Introduction to Python for Data science: 03 - SOME TITLE

This is designed to be a self-directed study session where you work through the material at your own pace. If you are at a Code Cafe event, instructors will be on hand to help you.

If you haven't done so already please read through the Introduction to this course, which covers:

  1. What Python is and why it is of interest;
  2. Learning outcomes for the course;
  3. The course structure and support facilities;
  4. An introduction to Jupyter Notebooks;
  5. Information on course exercises.

This lesson covers:

TODO: FINISH TOC

Lesson setup code

Run the following Notebook cell every time you load this lesson (but do not edit it). Don't be concerned with what this code does at this stage.


In [ ]:
____ = 0
import os
import numpy as np
from codecs import decode
from numpy.testing import assert_almost_equal, assert_array_equal
from IPython.display import Image

File paths and the current working directory

Before we move on to look more at what numpy can do for us let's first load the weather station data previously encountered in the Lesson 02 Notebook. This is necessary at the variables created in memory in one Notebook are not accessible in other Notebooks.


In [ ]:
data_dir = 'Weather_data'
csv_path = os.path.join(data_dir, 'Devonshire_Green_meteorological_data-preproc.csv')
csv_path

In [ ]:
dev_green = np.genfromtxt(csv_path, 
                          delimiter=',', 
                          skip_header=1)

Something not explicitly mentioned in Lesson 02 is how Python finds the CSV file that we want to load.

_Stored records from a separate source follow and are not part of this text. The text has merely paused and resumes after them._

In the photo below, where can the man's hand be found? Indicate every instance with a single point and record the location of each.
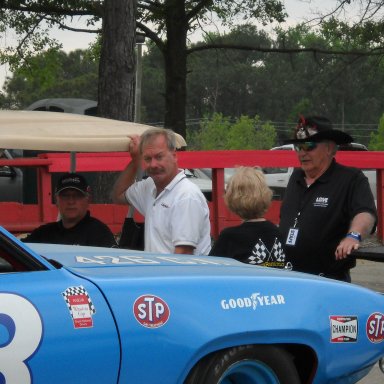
(345, 247)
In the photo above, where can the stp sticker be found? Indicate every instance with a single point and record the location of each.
(151, 311)
(80, 306)
(375, 327)
(344, 329)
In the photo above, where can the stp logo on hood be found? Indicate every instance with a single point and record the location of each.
(375, 327)
(151, 311)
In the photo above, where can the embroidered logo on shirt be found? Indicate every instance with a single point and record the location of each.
(267, 258)
(321, 202)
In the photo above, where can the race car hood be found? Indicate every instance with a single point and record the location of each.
(203, 304)
(112, 262)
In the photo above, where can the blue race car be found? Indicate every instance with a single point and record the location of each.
(95, 315)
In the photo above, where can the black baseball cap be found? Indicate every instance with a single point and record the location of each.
(318, 128)
(72, 181)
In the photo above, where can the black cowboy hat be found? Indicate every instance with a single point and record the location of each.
(317, 128)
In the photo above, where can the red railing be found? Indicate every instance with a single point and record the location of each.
(18, 218)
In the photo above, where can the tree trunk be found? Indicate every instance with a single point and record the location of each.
(176, 66)
(117, 61)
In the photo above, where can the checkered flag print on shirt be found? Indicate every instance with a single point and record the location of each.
(261, 254)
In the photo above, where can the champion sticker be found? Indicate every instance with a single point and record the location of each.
(80, 306)
(151, 311)
(344, 329)
(375, 327)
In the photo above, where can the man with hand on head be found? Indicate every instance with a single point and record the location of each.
(175, 210)
(76, 226)
(328, 208)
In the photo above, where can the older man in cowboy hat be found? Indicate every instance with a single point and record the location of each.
(328, 208)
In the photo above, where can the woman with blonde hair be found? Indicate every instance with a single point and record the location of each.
(256, 241)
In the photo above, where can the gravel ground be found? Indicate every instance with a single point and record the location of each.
(370, 274)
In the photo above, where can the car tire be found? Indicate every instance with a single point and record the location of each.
(251, 364)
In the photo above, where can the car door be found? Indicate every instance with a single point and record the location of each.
(54, 327)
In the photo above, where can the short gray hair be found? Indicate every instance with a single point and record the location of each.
(247, 193)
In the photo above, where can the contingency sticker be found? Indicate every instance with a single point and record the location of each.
(80, 306)
(343, 329)
(375, 327)
(151, 311)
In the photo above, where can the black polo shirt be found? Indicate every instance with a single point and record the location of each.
(88, 231)
(323, 212)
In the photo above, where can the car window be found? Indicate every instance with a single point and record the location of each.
(13, 258)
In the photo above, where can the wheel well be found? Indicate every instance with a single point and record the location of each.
(304, 359)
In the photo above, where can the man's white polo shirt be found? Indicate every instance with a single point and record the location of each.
(178, 216)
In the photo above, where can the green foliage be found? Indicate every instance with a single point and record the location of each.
(219, 133)
(377, 139)
(214, 132)
(52, 74)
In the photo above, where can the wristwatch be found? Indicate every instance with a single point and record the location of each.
(354, 235)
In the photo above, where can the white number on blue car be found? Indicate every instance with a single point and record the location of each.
(20, 335)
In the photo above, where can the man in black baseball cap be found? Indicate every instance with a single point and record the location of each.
(76, 226)
(328, 208)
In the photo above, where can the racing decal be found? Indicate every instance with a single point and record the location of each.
(375, 327)
(20, 338)
(256, 299)
(151, 311)
(80, 306)
(133, 259)
(344, 329)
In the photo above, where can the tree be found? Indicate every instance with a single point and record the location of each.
(221, 132)
(377, 139)
(52, 74)
(31, 21)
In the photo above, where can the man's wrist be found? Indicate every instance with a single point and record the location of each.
(354, 235)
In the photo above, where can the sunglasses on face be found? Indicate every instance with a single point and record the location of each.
(306, 146)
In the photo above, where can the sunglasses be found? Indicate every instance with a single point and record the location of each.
(306, 146)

When we want Python to read from or write to a file we can provide it with

  • an absolute path (fully specifies where the file is in the filesystem) or
  • a relative path (specifies the file's location relative to a particular directory).

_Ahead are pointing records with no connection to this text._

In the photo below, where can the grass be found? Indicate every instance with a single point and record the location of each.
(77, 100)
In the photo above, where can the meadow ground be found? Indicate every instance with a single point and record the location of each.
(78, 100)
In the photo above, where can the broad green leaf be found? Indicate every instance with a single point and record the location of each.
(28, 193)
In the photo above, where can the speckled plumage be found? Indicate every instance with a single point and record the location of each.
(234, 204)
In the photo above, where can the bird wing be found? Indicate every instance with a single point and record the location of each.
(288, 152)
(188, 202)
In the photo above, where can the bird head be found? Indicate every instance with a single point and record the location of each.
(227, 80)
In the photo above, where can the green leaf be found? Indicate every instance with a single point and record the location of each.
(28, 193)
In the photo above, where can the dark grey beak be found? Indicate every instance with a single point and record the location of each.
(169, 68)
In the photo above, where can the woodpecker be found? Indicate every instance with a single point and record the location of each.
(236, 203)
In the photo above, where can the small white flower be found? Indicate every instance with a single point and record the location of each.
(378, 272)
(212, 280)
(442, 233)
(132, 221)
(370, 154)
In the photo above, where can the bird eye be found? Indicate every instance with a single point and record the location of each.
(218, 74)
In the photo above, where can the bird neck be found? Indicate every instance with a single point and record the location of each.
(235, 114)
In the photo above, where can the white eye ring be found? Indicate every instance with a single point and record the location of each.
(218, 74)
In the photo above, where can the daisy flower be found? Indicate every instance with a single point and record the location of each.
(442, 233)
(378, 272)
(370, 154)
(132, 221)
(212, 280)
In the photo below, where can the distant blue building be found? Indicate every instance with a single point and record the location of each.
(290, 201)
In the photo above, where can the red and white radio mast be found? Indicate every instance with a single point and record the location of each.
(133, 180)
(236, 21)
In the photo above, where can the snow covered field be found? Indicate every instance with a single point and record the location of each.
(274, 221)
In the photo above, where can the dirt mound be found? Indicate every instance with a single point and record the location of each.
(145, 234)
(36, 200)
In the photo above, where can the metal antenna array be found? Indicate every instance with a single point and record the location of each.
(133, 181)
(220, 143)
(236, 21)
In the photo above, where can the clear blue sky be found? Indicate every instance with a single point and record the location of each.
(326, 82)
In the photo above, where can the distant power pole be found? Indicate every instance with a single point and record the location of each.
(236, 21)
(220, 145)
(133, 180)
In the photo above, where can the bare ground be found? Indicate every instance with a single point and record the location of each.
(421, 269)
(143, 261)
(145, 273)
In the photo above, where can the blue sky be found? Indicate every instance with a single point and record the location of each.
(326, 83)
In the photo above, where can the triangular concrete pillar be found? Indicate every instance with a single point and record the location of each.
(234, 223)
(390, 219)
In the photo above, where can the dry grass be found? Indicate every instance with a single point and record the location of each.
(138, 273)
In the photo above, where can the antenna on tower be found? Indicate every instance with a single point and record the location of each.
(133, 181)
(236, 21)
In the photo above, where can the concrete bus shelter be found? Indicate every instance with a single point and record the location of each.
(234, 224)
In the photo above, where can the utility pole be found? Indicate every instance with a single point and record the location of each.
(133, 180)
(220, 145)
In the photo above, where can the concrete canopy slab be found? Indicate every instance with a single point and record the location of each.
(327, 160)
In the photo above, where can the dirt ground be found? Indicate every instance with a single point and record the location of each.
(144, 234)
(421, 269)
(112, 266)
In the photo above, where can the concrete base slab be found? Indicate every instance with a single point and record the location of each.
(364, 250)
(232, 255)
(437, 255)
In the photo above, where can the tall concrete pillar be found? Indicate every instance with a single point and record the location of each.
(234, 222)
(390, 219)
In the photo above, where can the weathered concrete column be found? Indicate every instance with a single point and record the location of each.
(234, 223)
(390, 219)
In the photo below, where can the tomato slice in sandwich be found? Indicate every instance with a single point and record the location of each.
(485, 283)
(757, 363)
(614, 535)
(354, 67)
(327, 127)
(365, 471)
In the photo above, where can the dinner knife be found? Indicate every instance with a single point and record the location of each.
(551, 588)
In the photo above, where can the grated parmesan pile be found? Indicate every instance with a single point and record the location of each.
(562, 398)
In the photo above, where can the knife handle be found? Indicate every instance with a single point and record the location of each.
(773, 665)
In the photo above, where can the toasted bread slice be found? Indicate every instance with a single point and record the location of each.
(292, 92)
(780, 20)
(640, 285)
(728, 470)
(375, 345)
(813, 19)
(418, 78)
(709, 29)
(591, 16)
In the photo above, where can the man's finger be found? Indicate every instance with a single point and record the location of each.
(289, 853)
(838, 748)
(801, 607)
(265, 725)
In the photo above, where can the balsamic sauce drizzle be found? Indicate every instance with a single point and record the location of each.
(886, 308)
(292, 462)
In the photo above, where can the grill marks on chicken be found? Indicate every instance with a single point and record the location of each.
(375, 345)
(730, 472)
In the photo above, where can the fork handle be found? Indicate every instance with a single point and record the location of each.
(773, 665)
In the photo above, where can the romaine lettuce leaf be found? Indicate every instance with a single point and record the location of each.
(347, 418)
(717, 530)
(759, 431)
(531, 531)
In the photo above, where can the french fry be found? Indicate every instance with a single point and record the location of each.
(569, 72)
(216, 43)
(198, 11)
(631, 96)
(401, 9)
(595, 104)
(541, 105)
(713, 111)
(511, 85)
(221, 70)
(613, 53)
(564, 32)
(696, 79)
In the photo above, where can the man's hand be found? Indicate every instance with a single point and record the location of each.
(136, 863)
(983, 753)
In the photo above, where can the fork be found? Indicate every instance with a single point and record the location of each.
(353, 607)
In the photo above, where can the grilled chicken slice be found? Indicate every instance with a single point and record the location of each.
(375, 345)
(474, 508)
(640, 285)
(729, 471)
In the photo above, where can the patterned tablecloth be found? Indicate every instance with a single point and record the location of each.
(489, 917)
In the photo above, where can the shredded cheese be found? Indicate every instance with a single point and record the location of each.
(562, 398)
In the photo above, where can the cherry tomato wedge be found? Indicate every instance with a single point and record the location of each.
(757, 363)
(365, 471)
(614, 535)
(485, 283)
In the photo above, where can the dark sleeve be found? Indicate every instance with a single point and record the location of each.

Here we construct a relative path the name of the file we want to read and the directory the file resides in. This path is relative to Python's current working directory, which is currently the directory we started the Notebook session from. This directory is:


In [ ]:
os.getcwd()

The function os.path.join joins together directory name(s) and/or file name supplied as arguments to construct a path (of the 'string' type) by interspersing those arguments with the appropriate path separator character for the operating system. The path separator character differs between Windows (\) and OS X/Linux (/), so using os.path.join (rather than manually inserting \ or / characters into a long string) means that the same code can be run on any operating system.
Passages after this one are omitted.